Stork Configuration File Reference

Just getting started? Learn how to build a search index

A Stork configuration file is a TOML file that you pass into the Stork build command. This file defines the way your index is created and processed, and also controls some aspects of how your search results are displayed.

$ stork build --input my-config-file.toml --output my-index.st

The configuration file parser relies heavily on intuitive default values: if a field is inapplicable to your search index (or if you're happy with the listed default value), you can leave the field out of your configuration file.

Stork configuration files are guaranteed to be parseable in all future versions of Stork, though the Stork build phase will warn you if you're using deprecated fields in your configuration file. Fields may be deprecated in point releases of Stork, at which point they will also be undocumented. Setting deprecated fields will have no effect on your index.

Input Options

Input options define how your files will be read and processed. Input options are key/value pairs under the [input] TOML Table:

stork-config.toml
[input]
key1 = "value"
key2 = 123

#files Array of File objects

Default: Empty Array

The list of documents Stork should index.

#base_directory String

Default: Empty string

If Stork is indexing files on your filesystem, this is the base directory that should be used to resolve relative paths. This path will be in relation to the working directory when you run the stork build command.

#url_prefix String

Default: Empty String

Each file has a target URL to which it links. If all those target URLs have the same prefix, you can set that prefix here to make shorter file objects.

#title_boost String

Default: "Moderate"

One of: Minimal, Moderate, Large, and Ridiculous. Determines how much a result will be boosted if the search query matches the title.

#html_selector String

Default: "main"

For all HTML files, this will control the container tag where Stork will index content. Expects a CSS selector. See more

#exclude_html_selector Optional String

Default: Null

For all HTML files, content within this CSS selector will be excluded from the index.

#frontmatter_handling String

Default: "Omit"

One of Ignore, Omit, or Parse. If frontmatter is detected in your content, Ignore will not handle the frontmatter in any special way, effectively including it in the index. Omit will parse and remove frontmatter from indexed content. Parse does nothing.

#stemming String

Default: "English"

The stemming algorithm the indexer should use while analyzing words. Should be None or one of the languages supported by Snowball Stem, e.g. Dutch.

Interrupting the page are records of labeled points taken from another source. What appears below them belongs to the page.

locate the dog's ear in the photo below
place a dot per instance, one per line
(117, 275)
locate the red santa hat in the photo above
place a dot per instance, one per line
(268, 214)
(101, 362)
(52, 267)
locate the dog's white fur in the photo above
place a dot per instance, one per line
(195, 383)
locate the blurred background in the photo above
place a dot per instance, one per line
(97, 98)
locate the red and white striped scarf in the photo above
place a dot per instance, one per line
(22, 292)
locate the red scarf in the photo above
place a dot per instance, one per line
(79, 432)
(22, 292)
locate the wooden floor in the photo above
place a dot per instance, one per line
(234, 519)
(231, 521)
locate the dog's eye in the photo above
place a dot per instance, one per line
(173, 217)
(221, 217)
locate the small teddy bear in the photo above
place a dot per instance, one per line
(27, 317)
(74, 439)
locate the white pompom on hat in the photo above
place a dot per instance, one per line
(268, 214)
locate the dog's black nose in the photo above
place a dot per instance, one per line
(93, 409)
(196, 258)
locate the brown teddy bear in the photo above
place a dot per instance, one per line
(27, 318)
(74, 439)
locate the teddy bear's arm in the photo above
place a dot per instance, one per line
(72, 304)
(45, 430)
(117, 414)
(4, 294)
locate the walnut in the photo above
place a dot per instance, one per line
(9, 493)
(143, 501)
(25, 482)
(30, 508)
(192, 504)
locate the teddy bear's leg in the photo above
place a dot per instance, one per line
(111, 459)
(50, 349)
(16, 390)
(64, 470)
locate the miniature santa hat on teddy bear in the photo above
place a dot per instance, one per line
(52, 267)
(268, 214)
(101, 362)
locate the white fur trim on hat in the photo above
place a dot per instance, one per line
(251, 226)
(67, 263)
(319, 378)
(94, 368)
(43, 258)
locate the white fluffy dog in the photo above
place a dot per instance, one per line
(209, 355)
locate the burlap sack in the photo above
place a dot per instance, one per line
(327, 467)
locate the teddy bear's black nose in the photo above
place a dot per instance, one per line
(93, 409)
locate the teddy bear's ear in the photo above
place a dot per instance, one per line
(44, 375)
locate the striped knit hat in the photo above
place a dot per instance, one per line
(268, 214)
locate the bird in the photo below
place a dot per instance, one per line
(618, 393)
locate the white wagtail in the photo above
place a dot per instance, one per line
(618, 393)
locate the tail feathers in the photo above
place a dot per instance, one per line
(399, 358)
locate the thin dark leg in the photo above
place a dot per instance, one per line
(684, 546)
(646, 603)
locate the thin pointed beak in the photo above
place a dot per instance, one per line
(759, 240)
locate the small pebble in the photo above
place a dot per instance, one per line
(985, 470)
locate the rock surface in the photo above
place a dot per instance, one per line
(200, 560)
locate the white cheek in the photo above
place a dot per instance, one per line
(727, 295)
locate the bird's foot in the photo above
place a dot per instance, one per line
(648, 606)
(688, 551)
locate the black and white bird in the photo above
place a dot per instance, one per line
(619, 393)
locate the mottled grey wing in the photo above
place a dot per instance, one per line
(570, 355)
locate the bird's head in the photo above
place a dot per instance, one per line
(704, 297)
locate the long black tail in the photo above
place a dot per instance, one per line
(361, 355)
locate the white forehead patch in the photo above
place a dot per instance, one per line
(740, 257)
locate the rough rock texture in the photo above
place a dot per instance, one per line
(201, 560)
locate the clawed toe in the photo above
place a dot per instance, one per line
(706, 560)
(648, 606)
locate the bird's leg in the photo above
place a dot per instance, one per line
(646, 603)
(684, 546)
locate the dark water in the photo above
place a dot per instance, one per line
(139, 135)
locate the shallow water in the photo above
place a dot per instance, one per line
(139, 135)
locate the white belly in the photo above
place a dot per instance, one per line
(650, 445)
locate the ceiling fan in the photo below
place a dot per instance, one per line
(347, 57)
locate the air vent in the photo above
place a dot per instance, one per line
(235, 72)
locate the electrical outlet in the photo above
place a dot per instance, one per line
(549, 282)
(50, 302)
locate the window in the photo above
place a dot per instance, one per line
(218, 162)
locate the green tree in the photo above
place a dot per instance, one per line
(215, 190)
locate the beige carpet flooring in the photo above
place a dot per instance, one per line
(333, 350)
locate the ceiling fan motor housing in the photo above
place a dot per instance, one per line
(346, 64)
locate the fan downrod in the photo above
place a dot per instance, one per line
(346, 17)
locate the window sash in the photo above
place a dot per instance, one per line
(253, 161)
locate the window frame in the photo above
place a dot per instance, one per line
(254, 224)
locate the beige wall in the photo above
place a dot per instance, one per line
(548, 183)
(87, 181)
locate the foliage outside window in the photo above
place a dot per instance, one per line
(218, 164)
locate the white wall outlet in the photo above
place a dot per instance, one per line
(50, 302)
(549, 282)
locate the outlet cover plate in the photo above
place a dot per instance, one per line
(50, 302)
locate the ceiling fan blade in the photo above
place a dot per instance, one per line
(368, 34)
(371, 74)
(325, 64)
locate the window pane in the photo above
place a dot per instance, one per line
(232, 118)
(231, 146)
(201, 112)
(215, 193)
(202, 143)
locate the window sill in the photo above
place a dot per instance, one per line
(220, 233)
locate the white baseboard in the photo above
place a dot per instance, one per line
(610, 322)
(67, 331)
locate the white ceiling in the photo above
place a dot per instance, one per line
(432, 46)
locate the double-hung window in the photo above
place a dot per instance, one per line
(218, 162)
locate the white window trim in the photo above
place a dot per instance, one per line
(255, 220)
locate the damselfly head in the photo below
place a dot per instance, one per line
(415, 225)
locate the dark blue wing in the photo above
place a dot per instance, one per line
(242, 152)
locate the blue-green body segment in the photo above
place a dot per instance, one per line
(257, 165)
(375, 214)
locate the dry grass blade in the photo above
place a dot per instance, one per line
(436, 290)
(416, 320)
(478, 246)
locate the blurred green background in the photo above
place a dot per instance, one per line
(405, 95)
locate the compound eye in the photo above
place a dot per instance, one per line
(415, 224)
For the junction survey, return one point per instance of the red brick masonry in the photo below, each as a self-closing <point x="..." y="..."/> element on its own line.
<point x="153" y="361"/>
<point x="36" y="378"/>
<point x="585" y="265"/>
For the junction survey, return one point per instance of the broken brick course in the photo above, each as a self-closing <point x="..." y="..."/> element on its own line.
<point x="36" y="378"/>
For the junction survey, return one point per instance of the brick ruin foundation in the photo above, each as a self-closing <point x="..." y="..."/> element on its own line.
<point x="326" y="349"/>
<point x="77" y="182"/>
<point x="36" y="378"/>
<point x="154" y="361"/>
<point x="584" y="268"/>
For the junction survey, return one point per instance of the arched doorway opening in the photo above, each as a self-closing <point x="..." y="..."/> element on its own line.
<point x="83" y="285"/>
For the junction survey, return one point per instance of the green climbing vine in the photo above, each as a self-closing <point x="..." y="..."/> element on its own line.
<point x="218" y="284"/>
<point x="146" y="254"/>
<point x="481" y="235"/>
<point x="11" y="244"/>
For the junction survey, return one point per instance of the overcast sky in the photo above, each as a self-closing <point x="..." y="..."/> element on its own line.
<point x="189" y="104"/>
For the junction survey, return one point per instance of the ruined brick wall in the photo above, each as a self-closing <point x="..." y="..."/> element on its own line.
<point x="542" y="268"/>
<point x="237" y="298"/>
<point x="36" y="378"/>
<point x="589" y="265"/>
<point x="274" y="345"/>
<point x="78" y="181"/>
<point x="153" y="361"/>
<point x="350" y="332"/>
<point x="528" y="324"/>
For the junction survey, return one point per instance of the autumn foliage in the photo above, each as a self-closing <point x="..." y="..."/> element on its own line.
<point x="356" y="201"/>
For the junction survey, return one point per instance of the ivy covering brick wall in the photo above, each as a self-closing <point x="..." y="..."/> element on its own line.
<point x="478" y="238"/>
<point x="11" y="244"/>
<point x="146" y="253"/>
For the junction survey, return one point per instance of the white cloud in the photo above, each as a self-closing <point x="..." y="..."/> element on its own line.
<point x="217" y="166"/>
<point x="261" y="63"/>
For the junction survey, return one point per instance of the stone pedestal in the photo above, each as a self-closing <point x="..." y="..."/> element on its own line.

#srt_config SRT Config Object

Default: See below

For all SRT files, this object will describe how Stork will handle the timestamp information embedded in the file. See more

#minimum_indexed_substring_length Integer

Default: 3

The minimum substring length that gets indexed and is available to be searched. Setting this too low will make your index file gigantic.

#minimum_index_ideographic_substring_length Integer

Default: 1

If a string is made of CJK Ideographs , its substrings should be shorter. This defines the minimum indexed substring length when indexing an ideographic string.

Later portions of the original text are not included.